When parents are divorced and the custody of their child is given to one of them, and the other moves to have the custody changed to the movant, the court cannot know what is for the best interest of the child unless he hears evidence with respect to how the child is cared for and getting along with the parent to whom the custody was first given, and before such custody is changed the party seeking the change of such custody should be able to show that the child can be better cared for if the change requested is granted.

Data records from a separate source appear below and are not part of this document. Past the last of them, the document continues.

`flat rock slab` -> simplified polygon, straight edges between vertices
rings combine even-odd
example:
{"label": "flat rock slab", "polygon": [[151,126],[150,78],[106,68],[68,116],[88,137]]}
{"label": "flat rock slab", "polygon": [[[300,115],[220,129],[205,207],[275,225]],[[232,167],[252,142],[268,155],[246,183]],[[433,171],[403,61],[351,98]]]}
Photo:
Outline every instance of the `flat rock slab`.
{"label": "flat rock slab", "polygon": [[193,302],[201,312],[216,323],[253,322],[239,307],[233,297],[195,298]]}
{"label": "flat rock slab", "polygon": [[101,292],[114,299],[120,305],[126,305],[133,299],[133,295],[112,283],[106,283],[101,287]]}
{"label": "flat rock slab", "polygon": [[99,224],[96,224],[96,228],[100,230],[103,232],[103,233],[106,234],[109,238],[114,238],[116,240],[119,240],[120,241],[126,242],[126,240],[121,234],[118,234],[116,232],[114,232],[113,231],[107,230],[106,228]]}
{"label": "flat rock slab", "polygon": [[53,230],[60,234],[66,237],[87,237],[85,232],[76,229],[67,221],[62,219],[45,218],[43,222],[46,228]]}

In this case in the motion for the change of custody there is no suggestion as to where the child will be kept or who would have *120 the actual care of the child if the motion was allowed, neither is there anything of that nature suggested in the arguments of defendant's counsel before the court as shown by the abstracts before us. The court did not take time to get any information on that suggestion. Counsel for plaintiff was making preparations to furnish that evidence with respect to plaintiff and the child. Time to do so should have been given. The court made the order solely because of the apparent contempt of plaintiff in removing the child from the jurisdiction of the court. This was not a hearing on an accusation of contempt against plaintiff and if it were she should have been advised and given an opportunity to present any explanation or excuse which she would have to offer. It is possible that she might have evidence tending to show that she had no real desire to be contemptuous with the order of the court. However, it is futile to speculate upon these matters but even if she were contemptuous in that respect there is no reason to change the custody of the child to defendant unless the defendant is shown to have a place and facilities for caring for the child as good or better than the plaintiff is providing. Certainly, it would do no good to bring the child back into the jurisdiction of the court with the mother many miles on one side of him and the father many miles on the other. The child is entitled to grow up as a normal child should and without being mentally disturbed and upset every few months by action on behalf of the parent who was not given custody and who has no place to care for him.

From what has been said it seems clear that the judgment of the trial court changing the custody of the child from plaintiff to defendant should be set aside. It is so ordered.